For 3,000 years, Jerusalem has never been the capital of any country other than Israel, despite the fact that a number of world powers have dominated the area. Archaeological finds in Israel repeatedly confirm this presence and even verify biblical history. At the end of last year, the Israeli authority for excavations reported that a 2,000-year-old Jewish ritual bath had been found during an archaeological dig at the foot of the Mount of Olives. Then an underground cavity from the time of Jesus was found, which was identified as a ritual bath from the Second Temple. The discovery of the ritual bath probably confirmed the ancient name of the site, Gethsemane (Gat Shemanim, “oil press”). At this site near Jerusalem, ritually pure oil was produced, and in order to extract pure oil for ritual use, the worker must purify himself in a ritual bath, a mikveh. The excavation also revealed the remains of a previously unknown church founded at the end of the Byzantine period and that was destroyed in the 12th century, probably as a result of the Sunni Muslim conquest of Jerusalem in 1187 when Sultan Saladin ordered the demolition of churches and buildings on the Mount of Olives.
King David’s wardrobe
In late January, Israeli authorities presented archaeological finds that provide insight into King David’s and King Solomon’s wardrobe. During excavations in the Timna Valley – an ancient copper production site in southern Israel – the researchers found remains of fabrics – woven fabric, a tuft and fibers dyed with royal purple. The finds are dated at 3000 years old, which corresponds to the biblical kings David and Solomon in Jerusalem. The dye, produced by molluscs found in the Mediterranean Sea more than 300 km from Timna, is often mentioned in the Bible but this is the first time that purple-colored Iron Age textiles have been found in Israel. Archaeologists identify the Timna copper production site as a part of the early Edomites, a semi-nomadic people in southern Israel who are believed to have been in charge of copper production.

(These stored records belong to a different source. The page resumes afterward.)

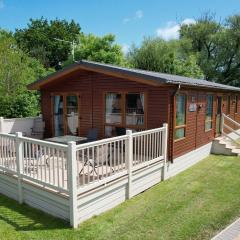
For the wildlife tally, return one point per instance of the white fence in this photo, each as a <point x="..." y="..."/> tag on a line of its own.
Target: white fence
<point x="137" y="161"/>
<point x="13" y="125"/>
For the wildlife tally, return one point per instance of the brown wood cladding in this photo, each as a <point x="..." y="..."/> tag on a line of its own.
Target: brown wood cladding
<point x="92" y="87"/>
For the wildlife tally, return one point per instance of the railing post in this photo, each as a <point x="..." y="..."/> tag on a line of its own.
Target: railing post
<point x="222" y="123"/>
<point x="19" y="163"/>
<point x="129" y="162"/>
<point x="165" y="148"/>
<point x="72" y="183"/>
<point x="1" y="125"/>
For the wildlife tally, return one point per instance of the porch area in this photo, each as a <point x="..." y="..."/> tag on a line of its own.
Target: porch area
<point x="75" y="182"/>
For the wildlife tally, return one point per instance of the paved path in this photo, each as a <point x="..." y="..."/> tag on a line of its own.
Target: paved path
<point x="232" y="232"/>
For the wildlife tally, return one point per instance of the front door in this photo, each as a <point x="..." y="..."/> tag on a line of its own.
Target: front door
<point x="219" y="116"/>
<point x="65" y="114"/>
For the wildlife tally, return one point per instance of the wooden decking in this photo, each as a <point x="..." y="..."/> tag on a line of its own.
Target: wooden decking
<point x="232" y="232"/>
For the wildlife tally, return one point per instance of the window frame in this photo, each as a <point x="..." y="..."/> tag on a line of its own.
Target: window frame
<point x="207" y="121"/>
<point x="123" y="123"/>
<point x="183" y="126"/>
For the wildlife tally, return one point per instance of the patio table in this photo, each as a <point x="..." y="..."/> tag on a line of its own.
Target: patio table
<point x="67" y="138"/>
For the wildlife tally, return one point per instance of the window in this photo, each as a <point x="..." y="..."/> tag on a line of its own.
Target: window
<point x="122" y="111"/>
<point x="236" y="104"/>
<point x="113" y="108"/>
<point x="228" y="104"/>
<point x="180" y="117"/>
<point x="209" y="113"/>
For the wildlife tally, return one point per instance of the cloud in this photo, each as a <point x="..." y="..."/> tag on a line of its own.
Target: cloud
<point x="125" y="48"/>
<point x="171" y="31"/>
<point x="137" y="16"/>
<point x="1" y="4"/>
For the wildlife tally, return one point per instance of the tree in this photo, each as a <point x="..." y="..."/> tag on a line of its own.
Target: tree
<point x="99" y="49"/>
<point x="16" y="71"/>
<point x="38" y="40"/>
<point x="158" y="55"/>
<point x="217" y="47"/>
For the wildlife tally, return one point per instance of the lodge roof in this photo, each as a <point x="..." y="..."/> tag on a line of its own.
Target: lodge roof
<point x="148" y="77"/>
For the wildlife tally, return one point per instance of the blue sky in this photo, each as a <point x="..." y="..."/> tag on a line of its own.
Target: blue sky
<point x="129" y="20"/>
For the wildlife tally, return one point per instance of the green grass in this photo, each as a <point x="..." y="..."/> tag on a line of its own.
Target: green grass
<point x="193" y="205"/>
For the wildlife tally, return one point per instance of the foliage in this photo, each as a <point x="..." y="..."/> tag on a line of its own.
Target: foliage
<point x="23" y="105"/>
<point x="38" y="40"/>
<point x="158" y="55"/>
<point x="217" y="47"/>
<point x="16" y="71"/>
<point x="192" y="205"/>
<point x="99" y="49"/>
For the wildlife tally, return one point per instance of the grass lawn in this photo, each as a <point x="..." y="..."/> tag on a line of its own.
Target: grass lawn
<point x="193" y="205"/>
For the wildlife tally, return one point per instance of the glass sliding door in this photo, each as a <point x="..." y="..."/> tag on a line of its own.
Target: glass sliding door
<point x="58" y="117"/>
<point x="65" y="114"/>
<point x="134" y="109"/>
<point x="72" y="115"/>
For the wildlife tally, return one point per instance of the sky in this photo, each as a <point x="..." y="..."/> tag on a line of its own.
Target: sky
<point x="129" y="20"/>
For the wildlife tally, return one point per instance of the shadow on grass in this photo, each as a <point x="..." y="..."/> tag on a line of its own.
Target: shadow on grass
<point x="25" y="218"/>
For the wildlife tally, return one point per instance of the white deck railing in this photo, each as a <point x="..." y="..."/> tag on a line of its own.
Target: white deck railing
<point x="74" y="169"/>
<point x="230" y="129"/>
<point x="111" y="158"/>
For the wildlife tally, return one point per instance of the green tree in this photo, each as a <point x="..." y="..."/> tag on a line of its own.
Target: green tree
<point x="16" y="71"/>
<point x="38" y="40"/>
<point x="158" y="55"/>
<point x="99" y="49"/>
<point x="217" y="47"/>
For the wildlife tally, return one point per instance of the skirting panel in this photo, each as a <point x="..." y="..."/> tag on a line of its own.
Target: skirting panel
<point x="187" y="160"/>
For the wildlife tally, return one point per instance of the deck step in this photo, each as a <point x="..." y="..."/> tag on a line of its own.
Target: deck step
<point x="224" y="146"/>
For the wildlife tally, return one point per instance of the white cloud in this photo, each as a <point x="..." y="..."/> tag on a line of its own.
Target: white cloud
<point x="1" y="4"/>
<point x="125" y="48"/>
<point x="171" y="31"/>
<point x="137" y="16"/>
<point x="126" y="20"/>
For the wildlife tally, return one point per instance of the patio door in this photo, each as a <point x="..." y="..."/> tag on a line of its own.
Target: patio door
<point x="219" y="116"/>
<point x="65" y="114"/>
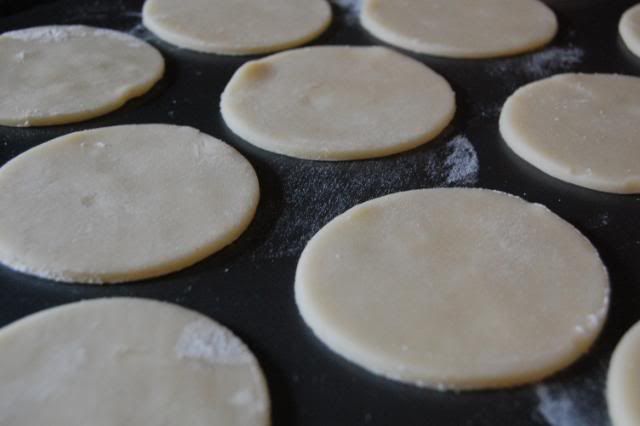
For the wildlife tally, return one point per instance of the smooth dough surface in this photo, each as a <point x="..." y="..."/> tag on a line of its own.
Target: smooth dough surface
<point x="461" y="28"/>
<point x="123" y="203"/>
<point x="238" y="27"/>
<point x="337" y="103"/>
<point x="630" y="29"/>
<point x="580" y="128"/>
<point x="64" y="74"/>
<point x="453" y="288"/>
<point x="127" y="362"/>
<point x="623" y="381"/>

Close to the same time, the Israeli Ministry of Foreign Affairs reported on a 1,500-year-old stone with a Greek inscription that was originally set in a church entrance from the late Byzantine period. The inscription “Christ born of Mary” was found by the Israeli Antiquities Authority in the village of et-Taiyiba in the Jezreel Valley. Theodosius, to whom the text refers as the founder of the building, was one of the first Christian bishops. He was the regional archbishop of the metropolis of Bet She’an, to which et-Taiyiba belonged. Otherwise, one of the most spectacular archaeological finds in Israel is the Dead Sea Scrolls which were found in 1947 in Qumran. The most important find was a complete version of the book of Isaiah, dated to about 160 years before the beginning of our era. In the past, the oldest available manuscripts of the entire Hebrew Bible were from the 11th century AD. The finds at Qumran provide access to manuscripts more than 1,000 years older, even before the birth of Jesus. When researchers compared the entire Isaiah scroll with copies that were over one thousand years older, they saw that they were the same words and the same sentences, given that there are no vowels in the Qumran scroll.